Com efeito, David Neeleman, que integra consórcio Atlantic Gateway com Humberto Pedrosa, defendeu, a 31 de maio, em Lisboa, que a companhia pode crescer entre 10 a 15% ao ano, ressalvando que existem limites associados a essa expansão, explicitando:
O que estamos a fazer é utilizar aeronaves maiores. [Substituindo] as 330-200 pelas 330-900, [bem como], as 319 velhas por 321. A única coisa que podemos fazer é criar aeronaves maiores e com isso crescer 10 a 15% ao ano, mas vamos chegar a um limite.”.
Para o empresário o crescimento da empresa não depende só do aumento da capacidade das aeronaves, mas também e sobretudo da criação de novas infraestruturas aeroportuárias. E ele fez aquelas previsões depois de Humberto Pedrosa ter comentado à Lusa esperar que o Grupo possa multiplicar, pelo menos, sete vezes, os resultados, a meta definida pelo presidente executivo, Antonoaldo Neves, em três ou quatro anos. Disse Humberto Pedrosa, em 14 de maio, em resposta à Lusa:
Num horizonte de três, quatro anos, temos de atingir esses resultados. São resultados que, normalmente, as boas companhias já têm. E a TAP agora com a frota nova que vai entrar, com as rotas novas que tem – apesar da dificuldade no seu crescimento por causa do aeroporto –, vai tentando. Mas, na realidade, no horizonte de três a quatro anos temos que estar a atingir o que o Antonoaldo propôs atingir.”.
Em mensagem enviada aos trabalhadores da TAP em abril, Antonoaldo Neves salientou que o lucro de 21,2 milhões de euros em 2017 alcançado pela TAP SGPS foi “o melhor resultado dos últimos dez anos”, num contexto de “prejuízos acumulados ao longo de muitos anos”, e traduz a “transição para um novo ciclo” de criação de valor na empresa. De facto, os lucros da TAP SGPS no ano passado contrastam com um prejuízo de 27,7 milhões, registado em 2016.
Mas há mais. A TAP, preocupada com a atual exiguidade do espaço, encomendou um estudo sobre a otimização do aeroporto Humberto Delgado, em Lisboa, e prevê ter resposta “em 4 ou 5 meses”, segundo o CEO da companhia, que disse:
A TAP, por ser uma empresa privada, tem facilidade em contratar e vamos contratar esse estudo e vai ser feito em conjunto, a oito mãos.

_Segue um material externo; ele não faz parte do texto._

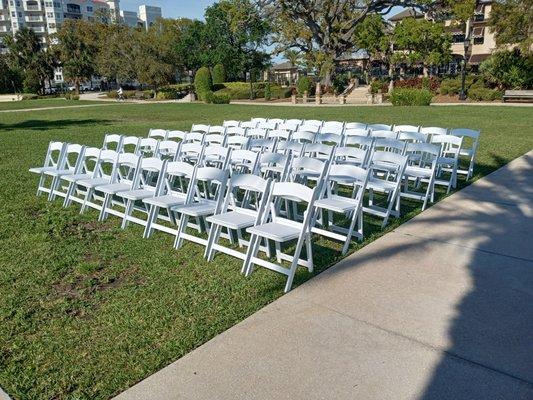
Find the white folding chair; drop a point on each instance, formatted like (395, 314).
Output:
(383, 134)
(386, 174)
(351, 156)
(281, 230)
(52, 161)
(406, 128)
(210, 184)
(125, 176)
(173, 135)
(112, 141)
(448, 160)
(237, 142)
(244, 161)
(178, 188)
(168, 150)
(421, 168)
(238, 214)
(104, 172)
(70, 164)
(235, 131)
(149, 182)
(159, 134)
(231, 124)
(332, 200)
(379, 127)
(469, 153)
(355, 125)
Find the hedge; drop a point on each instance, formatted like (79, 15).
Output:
(411, 97)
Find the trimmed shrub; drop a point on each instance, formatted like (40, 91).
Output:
(304, 84)
(411, 97)
(219, 74)
(213, 98)
(268, 92)
(203, 82)
(484, 94)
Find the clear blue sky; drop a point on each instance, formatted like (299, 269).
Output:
(171, 8)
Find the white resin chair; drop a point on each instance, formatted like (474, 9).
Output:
(386, 174)
(52, 161)
(159, 134)
(281, 230)
(332, 200)
(469, 153)
(237, 215)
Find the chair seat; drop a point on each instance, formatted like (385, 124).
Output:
(338, 204)
(92, 183)
(76, 177)
(233, 220)
(113, 188)
(200, 209)
(417, 172)
(138, 194)
(59, 172)
(380, 184)
(167, 201)
(275, 231)
(41, 170)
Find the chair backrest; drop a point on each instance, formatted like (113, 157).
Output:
(355, 125)
(267, 125)
(148, 146)
(379, 127)
(389, 145)
(412, 137)
(160, 134)
(362, 142)
(385, 134)
(130, 144)
(237, 142)
(176, 135)
(235, 131)
(329, 138)
(110, 139)
(217, 129)
(231, 123)
(279, 134)
(406, 128)
(168, 149)
(303, 136)
(351, 155)
(450, 145)
(194, 137)
(244, 160)
(202, 128)
(256, 133)
(215, 140)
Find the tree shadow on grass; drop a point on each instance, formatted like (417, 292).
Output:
(43, 125)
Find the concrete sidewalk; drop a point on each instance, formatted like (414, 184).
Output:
(441, 308)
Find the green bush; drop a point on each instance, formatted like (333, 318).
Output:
(203, 82)
(29, 96)
(219, 74)
(411, 97)
(484, 94)
(213, 98)
(304, 84)
(268, 92)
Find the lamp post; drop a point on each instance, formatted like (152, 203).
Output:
(462, 95)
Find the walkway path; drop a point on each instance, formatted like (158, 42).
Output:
(441, 308)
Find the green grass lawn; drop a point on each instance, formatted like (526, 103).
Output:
(41, 103)
(87, 310)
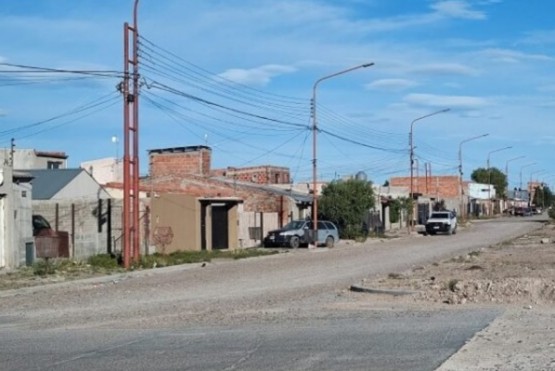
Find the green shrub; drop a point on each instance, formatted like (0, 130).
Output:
(103, 261)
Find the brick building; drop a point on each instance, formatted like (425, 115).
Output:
(265, 174)
(247, 192)
(438, 187)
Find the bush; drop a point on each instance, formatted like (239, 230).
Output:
(103, 261)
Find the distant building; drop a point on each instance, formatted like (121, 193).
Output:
(24, 159)
(105, 170)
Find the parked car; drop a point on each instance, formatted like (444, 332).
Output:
(298, 233)
(523, 211)
(442, 221)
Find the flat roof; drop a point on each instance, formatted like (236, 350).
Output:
(179, 149)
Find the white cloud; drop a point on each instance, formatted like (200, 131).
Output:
(391, 84)
(444, 69)
(446, 101)
(513, 56)
(259, 76)
(457, 9)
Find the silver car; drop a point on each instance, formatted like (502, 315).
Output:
(298, 233)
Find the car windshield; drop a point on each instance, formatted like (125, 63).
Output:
(295, 224)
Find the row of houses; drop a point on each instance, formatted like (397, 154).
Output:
(184, 203)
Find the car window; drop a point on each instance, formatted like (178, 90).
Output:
(295, 224)
(330, 225)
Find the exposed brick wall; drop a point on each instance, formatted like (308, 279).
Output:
(434, 186)
(187, 170)
(264, 174)
(168, 163)
(198, 186)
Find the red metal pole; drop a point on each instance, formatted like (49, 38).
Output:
(126, 167)
(136, 241)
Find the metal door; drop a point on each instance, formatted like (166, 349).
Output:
(220, 232)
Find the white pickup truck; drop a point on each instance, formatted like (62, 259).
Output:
(442, 221)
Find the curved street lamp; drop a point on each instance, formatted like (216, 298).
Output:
(523, 167)
(489, 170)
(461, 172)
(314, 146)
(507, 166)
(411, 146)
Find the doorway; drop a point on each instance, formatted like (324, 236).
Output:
(220, 232)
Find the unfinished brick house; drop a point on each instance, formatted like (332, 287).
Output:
(447, 190)
(265, 174)
(232, 208)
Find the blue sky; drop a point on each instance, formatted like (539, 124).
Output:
(238, 75)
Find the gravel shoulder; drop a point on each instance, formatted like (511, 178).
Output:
(517, 275)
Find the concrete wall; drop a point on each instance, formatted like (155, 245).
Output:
(105, 170)
(24, 159)
(175, 223)
(82, 187)
(79, 218)
(15, 220)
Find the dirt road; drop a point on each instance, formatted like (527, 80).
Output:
(290, 285)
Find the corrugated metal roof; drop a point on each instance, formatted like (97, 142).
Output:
(48, 182)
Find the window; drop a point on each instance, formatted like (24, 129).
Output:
(53, 164)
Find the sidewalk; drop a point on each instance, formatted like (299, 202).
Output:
(520, 339)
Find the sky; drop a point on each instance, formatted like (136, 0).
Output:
(472, 80)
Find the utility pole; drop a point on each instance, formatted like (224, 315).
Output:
(131, 142)
(12, 152)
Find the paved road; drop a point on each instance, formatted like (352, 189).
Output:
(284, 312)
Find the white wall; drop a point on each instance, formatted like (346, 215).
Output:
(105, 170)
(83, 187)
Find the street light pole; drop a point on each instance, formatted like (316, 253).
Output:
(507, 167)
(489, 171)
(314, 147)
(461, 172)
(411, 147)
(522, 167)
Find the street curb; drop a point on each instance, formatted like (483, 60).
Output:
(369, 290)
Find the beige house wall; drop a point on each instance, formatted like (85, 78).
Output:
(175, 223)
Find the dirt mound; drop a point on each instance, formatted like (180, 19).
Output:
(521, 272)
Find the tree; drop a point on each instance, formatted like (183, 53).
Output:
(542, 196)
(492, 176)
(346, 203)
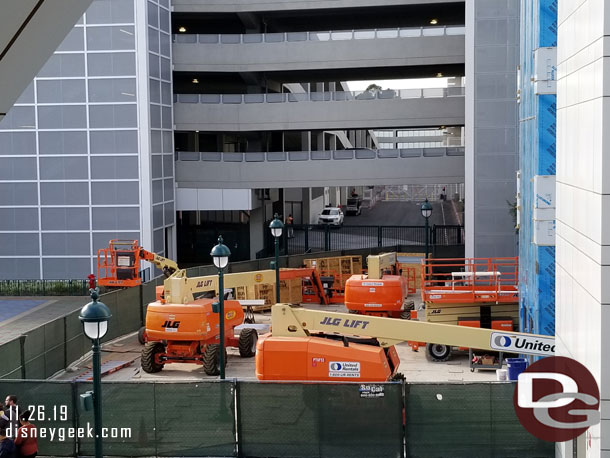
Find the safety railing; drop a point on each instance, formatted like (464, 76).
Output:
(278, 156)
(330, 35)
(470, 280)
(328, 96)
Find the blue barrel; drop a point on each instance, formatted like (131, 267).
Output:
(515, 367)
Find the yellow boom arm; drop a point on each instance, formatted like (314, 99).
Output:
(179, 289)
(289, 322)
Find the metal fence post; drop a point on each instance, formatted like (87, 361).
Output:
(22, 355)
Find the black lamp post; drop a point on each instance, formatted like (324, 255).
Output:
(220, 255)
(426, 211)
(95, 316)
(276, 227)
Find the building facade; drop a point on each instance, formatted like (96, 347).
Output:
(87, 150)
(583, 204)
(167, 124)
(537, 166)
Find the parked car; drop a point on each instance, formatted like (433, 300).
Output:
(354, 205)
(331, 215)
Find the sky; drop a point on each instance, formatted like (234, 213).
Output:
(399, 84)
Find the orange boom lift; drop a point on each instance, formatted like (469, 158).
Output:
(339, 347)
(182, 325)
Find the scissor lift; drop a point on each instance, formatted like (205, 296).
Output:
(473, 292)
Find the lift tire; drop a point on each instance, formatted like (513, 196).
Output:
(142, 335)
(247, 342)
(438, 353)
(211, 359)
(149, 365)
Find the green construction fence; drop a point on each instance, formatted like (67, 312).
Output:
(293, 420)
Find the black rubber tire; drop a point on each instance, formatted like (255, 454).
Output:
(438, 353)
(147, 360)
(247, 342)
(142, 335)
(211, 359)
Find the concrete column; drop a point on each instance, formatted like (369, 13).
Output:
(256, 231)
(582, 298)
(491, 127)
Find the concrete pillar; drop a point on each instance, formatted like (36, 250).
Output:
(256, 231)
(582, 310)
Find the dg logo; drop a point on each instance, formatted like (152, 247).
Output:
(556, 399)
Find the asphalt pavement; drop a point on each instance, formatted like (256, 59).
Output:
(403, 213)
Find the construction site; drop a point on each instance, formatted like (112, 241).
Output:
(394, 344)
(352, 228)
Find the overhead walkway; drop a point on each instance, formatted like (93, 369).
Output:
(320, 110)
(319, 168)
(291, 51)
(224, 6)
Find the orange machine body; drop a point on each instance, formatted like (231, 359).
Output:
(379, 297)
(188, 327)
(324, 359)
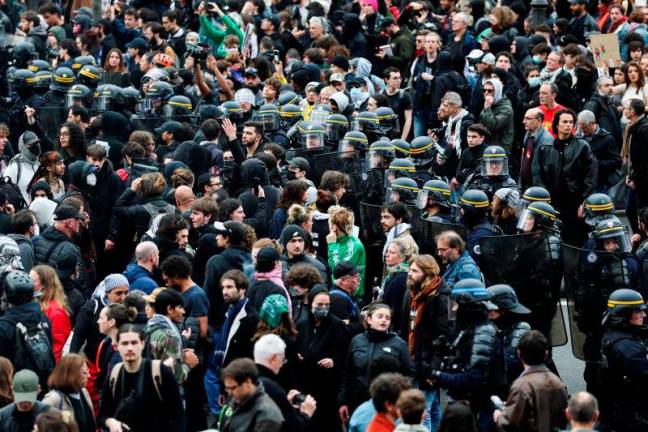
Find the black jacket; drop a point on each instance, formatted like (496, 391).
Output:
(232, 258)
(638, 136)
(567, 169)
(53, 246)
(365, 348)
(606, 151)
(434, 323)
(294, 419)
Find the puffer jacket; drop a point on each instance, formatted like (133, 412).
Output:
(364, 348)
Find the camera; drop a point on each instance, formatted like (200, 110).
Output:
(199, 53)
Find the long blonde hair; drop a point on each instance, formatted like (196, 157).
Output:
(52, 288)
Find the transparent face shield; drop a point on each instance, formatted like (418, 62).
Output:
(312, 140)
(494, 167)
(526, 221)
(335, 131)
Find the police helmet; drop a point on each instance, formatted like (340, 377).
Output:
(268, 116)
(366, 122)
(62, 79)
(597, 206)
(403, 189)
(421, 147)
(23, 79)
(533, 194)
(177, 106)
(505, 298)
(401, 148)
(39, 65)
(337, 126)
(436, 190)
(380, 155)
(621, 304)
(388, 121)
(351, 142)
(538, 215)
(311, 135)
(89, 75)
(18, 288)
(612, 236)
(78, 94)
(494, 162)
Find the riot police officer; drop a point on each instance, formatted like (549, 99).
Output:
(468, 366)
(53, 112)
(434, 198)
(508, 314)
(422, 154)
(493, 174)
(474, 210)
(403, 190)
(624, 404)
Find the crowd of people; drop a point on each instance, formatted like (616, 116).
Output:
(322, 215)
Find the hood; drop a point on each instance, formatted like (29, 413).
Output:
(444, 62)
(363, 67)
(135, 271)
(114, 124)
(497, 84)
(171, 167)
(341, 100)
(521, 47)
(254, 172)
(499, 44)
(196, 157)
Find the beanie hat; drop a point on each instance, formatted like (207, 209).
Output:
(289, 232)
(274, 306)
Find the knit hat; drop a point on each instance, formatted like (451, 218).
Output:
(273, 307)
(289, 232)
(341, 62)
(115, 280)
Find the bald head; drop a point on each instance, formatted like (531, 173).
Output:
(184, 197)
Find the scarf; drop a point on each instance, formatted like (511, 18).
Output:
(274, 276)
(453, 132)
(163, 321)
(396, 231)
(417, 303)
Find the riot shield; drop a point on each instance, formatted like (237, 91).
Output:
(526, 263)
(428, 230)
(590, 277)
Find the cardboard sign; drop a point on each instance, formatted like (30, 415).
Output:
(605, 48)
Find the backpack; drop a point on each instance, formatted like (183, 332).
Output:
(34, 349)
(156, 368)
(14, 196)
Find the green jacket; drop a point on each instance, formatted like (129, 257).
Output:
(215, 36)
(349, 248)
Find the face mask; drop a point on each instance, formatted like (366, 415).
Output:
(91, 179)
(320, 312)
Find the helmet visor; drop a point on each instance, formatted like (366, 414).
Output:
(312, 140)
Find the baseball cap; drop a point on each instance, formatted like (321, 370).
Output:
(299, 162)
(251, 71)
(170, 126)
(65, 211)
(25, 386)
(345, 268)
(338, 77)
(137, 43)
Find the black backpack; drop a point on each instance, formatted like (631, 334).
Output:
(34, 349)
(14, 196)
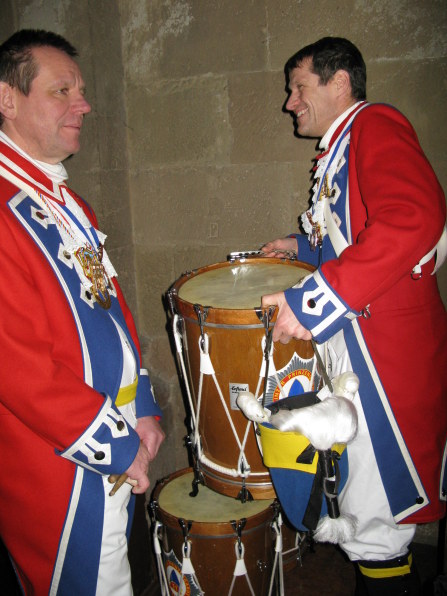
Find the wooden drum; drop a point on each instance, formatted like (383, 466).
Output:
(211, 543)
(221, 335)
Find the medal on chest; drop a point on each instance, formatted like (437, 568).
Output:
(94, 270)
(91, 267)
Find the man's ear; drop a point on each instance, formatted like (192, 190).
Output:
(7, 101)
(342, 82)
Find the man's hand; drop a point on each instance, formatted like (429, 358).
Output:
(282, 247)
(287, 325)
(151, 437)
(138, 470)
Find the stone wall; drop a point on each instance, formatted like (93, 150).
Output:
(188, 154)
(213, 163)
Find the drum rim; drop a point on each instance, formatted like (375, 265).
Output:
(203, 528)
(217, 316)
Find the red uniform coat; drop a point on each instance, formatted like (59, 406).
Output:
(394, 215)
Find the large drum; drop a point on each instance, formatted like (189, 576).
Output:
(222, 337)
(211, 543)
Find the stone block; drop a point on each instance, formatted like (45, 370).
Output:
(382, 30)
(404, 84)
(170, 206)
(182, 122)
(181, 39)
(154, 275)
(262, 130)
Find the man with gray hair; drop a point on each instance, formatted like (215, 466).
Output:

Esperamos que em quatro ou cinco meses tenhamos uma visão mais clara e, dadas as aspirações da TAP e as necessidades de investimento, do que deve ser feito primeiro”.
Em declarações aos jornalistas a bordo do novo Airbus 330 neo, ainda num voo de teste desde a fábrica francesa até Lisboa, o responsável precisou que o estudo abordará o estacionamento de aeronaves, saídas rápidas, área de terminal, ou seja, a otimização do aeroporto atual de Lisboa. E, referindo que, para este estudo – de “avaliação das necessidades, num nível de detalhe muito grande”, incluindo infraestruturas e controlo de tráfego aéreo –, está a ser contratada uma empresa internacional, explicou: 
“A gente vai trabalhar junto com o Governo para que esse estudo possa estar à disposição do país, para o país definir as políticas públicas necessárias para que se possa [a TAP] continuar a crescer”.
Sobre a falta de capacidade no aeroporto de Lisboa, Antonoaldo Neves argumentou que “reclamar não adianta nada” e que o estudo servirá como base para se “trabalhar em conjunto” para a melhoria das condições no aeroporto. E notou ser comum “em todo o lado do mundo” a colaboração entre “empresas, órgãos públicos, ministérios e agências e grupos de trabalho, para conjuntamente compor o que é melhor”. Assentando que, por agora, o aeroporto de Lisboa “pode crescer e vai crescer, simplesmente com a TAP trazendo novos aviões maiores”, como é o caso do A330-900, que garante mais 30 lugares em relação aos modelos anteriores, referiu:
É um passo natural nas companhias aéreas que estão crescendo, não fazendo o crescimento da frota em quantidade somente de aviões, que na maioria das vezes é para ter novos destinos e novas frequências, mas também crescer o tamanho da aeronave para transportar mais passageiros”.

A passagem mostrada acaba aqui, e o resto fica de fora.